Hatcher v. Heatley

201 Cal. App. 2d 524, 19 Cal. Rptr. 852, 1962 Cal. App. LEXIS 2624
CourtCalifornia Court of Appeal
DecidedMarch 16, 1962
DocketCiv. 78
StatusPublished
Cited by1 cases

This text of 201 Cal. App. 2d 524 (Hatcher v. Heatley) is published on Counsel Stack Legal Research, covering California Court of Appeal primary law. Counsel Stack provides free access to over 12 million legal documents including statutes, case law, regulations, and constitutions.

Bluebook
Hatcher v. Heatley, 201 Cal. App. 2d 524, 19 Cal. Rptr. 852, 1962 Cal. App. LEXIS 2624 (Cal. Ct. App. 1962).

Opinion

BROWN, J.

This is an appeal by plaintiffs from a judgment granting defendants’ motion to dismiss under the two-year clause in section 583 of the Code of Civil Procedure.

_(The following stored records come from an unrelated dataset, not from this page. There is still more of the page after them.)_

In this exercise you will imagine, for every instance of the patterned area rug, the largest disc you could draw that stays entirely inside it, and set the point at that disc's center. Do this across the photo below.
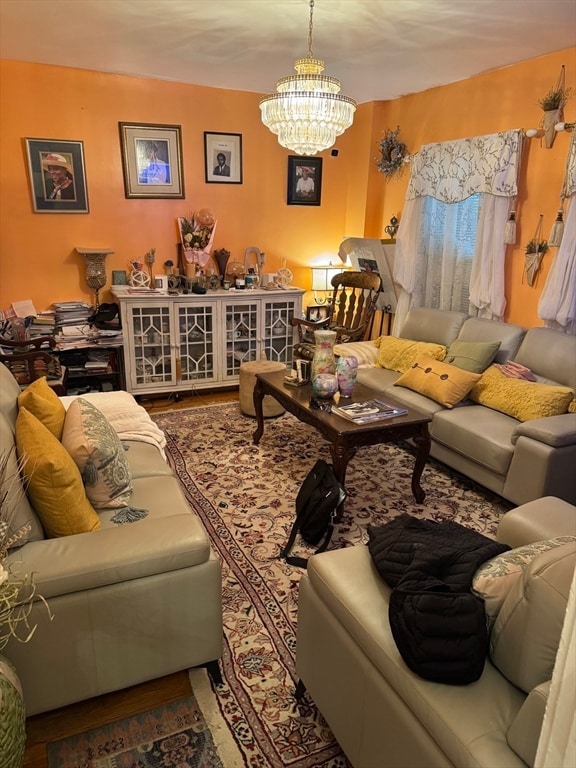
(245, 496)
(171, 736)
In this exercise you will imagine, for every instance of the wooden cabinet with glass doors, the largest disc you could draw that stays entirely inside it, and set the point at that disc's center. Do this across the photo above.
(193, 341)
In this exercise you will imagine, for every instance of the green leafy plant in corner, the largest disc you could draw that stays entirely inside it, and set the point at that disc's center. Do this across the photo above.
(554, 99)
(537, 247)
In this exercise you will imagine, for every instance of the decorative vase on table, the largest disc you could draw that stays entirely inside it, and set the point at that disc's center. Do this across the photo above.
(323, 360)
(347, 374)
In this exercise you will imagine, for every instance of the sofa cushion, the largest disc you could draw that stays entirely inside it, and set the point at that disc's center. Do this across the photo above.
(359, 605)
(507, 335)
(550, 356)
(478, 433)
(446, 384)
(494, 579)
(440, 326)
(41, 400)
(524, 400)
(54, 484)
(525, 637)
(399, 354)
(98, 454)
(474, 356)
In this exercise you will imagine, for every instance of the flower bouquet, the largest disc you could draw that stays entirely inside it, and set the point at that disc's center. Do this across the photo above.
(197, 236)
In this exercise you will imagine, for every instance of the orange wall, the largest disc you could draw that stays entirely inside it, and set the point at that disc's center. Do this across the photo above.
(37, 256)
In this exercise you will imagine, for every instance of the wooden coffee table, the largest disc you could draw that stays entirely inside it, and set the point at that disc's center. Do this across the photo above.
(344, 436)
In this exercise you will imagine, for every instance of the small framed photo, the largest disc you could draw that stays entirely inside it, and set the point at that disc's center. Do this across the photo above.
(316, 312)
(152, 160)
(304, 180)
(57, 176)
(223, 158)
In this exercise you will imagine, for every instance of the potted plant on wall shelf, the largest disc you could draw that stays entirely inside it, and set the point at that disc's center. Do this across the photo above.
(535, 249)
(552, 105)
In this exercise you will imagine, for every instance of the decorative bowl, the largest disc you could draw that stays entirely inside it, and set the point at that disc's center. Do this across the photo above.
(325, 385)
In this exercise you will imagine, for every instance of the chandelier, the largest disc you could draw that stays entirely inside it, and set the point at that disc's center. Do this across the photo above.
(307, 112)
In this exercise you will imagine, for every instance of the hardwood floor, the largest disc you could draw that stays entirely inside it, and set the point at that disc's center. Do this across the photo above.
(77, 718)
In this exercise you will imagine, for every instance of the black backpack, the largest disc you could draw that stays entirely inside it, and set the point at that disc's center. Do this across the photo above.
(317, 503)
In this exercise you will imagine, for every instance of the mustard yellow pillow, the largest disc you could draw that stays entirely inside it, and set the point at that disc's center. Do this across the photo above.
(41, 400)
(524, 400)
(399, 354)
(55, 487)
(446, 384)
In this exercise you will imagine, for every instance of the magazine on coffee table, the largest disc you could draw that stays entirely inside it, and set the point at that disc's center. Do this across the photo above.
(367, 411)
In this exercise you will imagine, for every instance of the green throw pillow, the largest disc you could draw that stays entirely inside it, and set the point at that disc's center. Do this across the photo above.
(473, 356)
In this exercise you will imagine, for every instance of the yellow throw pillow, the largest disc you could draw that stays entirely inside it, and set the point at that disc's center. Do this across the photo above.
(399, 354)
(55, 487)
(524, 400)
(41, 401)
(446, 384)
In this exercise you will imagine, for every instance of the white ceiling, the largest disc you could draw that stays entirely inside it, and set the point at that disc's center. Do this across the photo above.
(379, 49)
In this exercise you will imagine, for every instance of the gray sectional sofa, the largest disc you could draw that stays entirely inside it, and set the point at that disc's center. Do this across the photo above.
(386, 716)
(130, 602)
(520, 461)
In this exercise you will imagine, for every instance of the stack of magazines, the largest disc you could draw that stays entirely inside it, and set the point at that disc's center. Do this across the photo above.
(367, 411)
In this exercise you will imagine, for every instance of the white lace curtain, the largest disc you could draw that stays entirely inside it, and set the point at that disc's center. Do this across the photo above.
(451, 172)
(557, 306)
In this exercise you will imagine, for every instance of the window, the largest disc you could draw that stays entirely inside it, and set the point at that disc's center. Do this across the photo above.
(448, 238)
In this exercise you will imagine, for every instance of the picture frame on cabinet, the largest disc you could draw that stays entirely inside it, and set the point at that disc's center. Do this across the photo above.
(57, 176)
(152, 160)
(304, 180)
(223, 158)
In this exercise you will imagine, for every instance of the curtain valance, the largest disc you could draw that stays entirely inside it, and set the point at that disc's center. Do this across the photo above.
(451, 171)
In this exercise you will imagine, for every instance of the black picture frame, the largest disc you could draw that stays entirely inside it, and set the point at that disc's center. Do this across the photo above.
(300, 169)
(223, 158)
(317, 312)
(152, 160)
(63, 188)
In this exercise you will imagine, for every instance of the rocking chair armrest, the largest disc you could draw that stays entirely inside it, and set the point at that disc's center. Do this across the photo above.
(304, 325)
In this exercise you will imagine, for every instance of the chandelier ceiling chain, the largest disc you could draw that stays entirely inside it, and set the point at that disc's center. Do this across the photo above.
(308, 112)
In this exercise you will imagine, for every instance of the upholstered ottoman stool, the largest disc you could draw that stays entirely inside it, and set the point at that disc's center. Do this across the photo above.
(248, 371)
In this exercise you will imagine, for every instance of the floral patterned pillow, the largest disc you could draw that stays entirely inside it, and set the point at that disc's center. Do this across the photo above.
(96, 448)
(494, 579)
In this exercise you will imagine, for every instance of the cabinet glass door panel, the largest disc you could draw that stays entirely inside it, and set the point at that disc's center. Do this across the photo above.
(152, 350)
(241, 335)
(278, 333)
(195, 327)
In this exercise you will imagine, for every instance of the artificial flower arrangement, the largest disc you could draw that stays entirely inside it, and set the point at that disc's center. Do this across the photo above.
(17, 589)
(392, 154)
(197, 236)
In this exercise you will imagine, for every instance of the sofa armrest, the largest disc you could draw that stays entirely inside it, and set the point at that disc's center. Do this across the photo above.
(537, 520)
(111, 555)
(556, 431)
(524, 733)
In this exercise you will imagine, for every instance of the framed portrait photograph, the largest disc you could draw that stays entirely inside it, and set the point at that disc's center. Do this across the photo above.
(57, 176)
(223, 158)
(152, 160)
(317, 312)
(304, 180)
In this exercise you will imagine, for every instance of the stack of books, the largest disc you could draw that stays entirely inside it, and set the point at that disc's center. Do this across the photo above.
(368, 411)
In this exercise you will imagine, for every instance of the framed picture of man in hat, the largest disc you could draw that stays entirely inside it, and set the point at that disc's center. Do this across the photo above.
(304, 180)
(57, 176)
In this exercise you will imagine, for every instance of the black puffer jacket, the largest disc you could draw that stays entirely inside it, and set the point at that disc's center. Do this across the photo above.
(438, 624)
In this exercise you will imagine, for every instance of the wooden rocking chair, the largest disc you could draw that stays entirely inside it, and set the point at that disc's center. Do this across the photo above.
(350, 312)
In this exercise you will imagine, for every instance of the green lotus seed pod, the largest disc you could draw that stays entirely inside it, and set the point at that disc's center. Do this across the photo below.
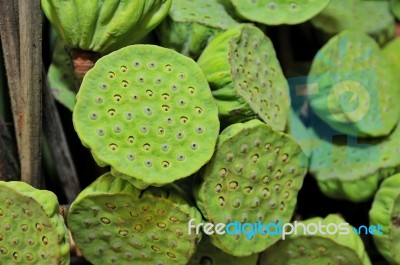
(207, 254)
(391, 51)
(319, 248)
(104, 26)
(191, 25)
(356, 89)
(395, 5)
(254, 175)
(350, 168)
(385, 211)
(279, 11)
(113, 222)
(61, 76)
(246, 78)
(149, 113)
(32, 230)
(371, 17)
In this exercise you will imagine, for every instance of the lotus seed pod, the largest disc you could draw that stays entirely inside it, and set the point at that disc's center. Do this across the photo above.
(207, 254)
(246, 78)
(148, 112)
(104, 27)
(254, 175)
(391, 51)
(385, 211)
(61, 76)
(112, 222)
(328, 247)
(32, 231)
(356, 89)
(191, 25)
(371, 17)
(351, 168)
(395, 5)
(280, 11)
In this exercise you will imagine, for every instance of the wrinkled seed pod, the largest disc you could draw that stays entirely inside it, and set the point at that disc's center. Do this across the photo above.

On May 14,1957, plaintiffs filed their complaint for personal injuries and property damage. While this complaint is not a part of the record on appeal, the date of its filing is admitted in defendants’ memorandum of points and authorities on motion to dismiss, stating that this complaint was filed on May 14, 1957, for an accident which occurred May 15, 1956. Plaintiffs appear to have granted defendants an indefinite time within which to plead. The defendants’ demurrer to the original complaint was sustained on October 20, 1958. On September 27, 1960, plaintiffs filed their first amended complaint. On October 7, 1960, a demurrer to the first amended complaint was filed, which was sustained on October 17, 1960, with leave to amend. No notice was served on plaintiffs, but plaintiffs’ attorney was present when the motion was ruled on. On June 20, 1961, plaintiffs having failed to file their second amended complaint, defendants served and filed their notice of motion to dismiss for lack of prosecution. On June 26, 1961, the motion to dismiss was argued, submitted and granted, and on June 29, 1961, judgment of dismissal was entered. No second amended complaint was filed.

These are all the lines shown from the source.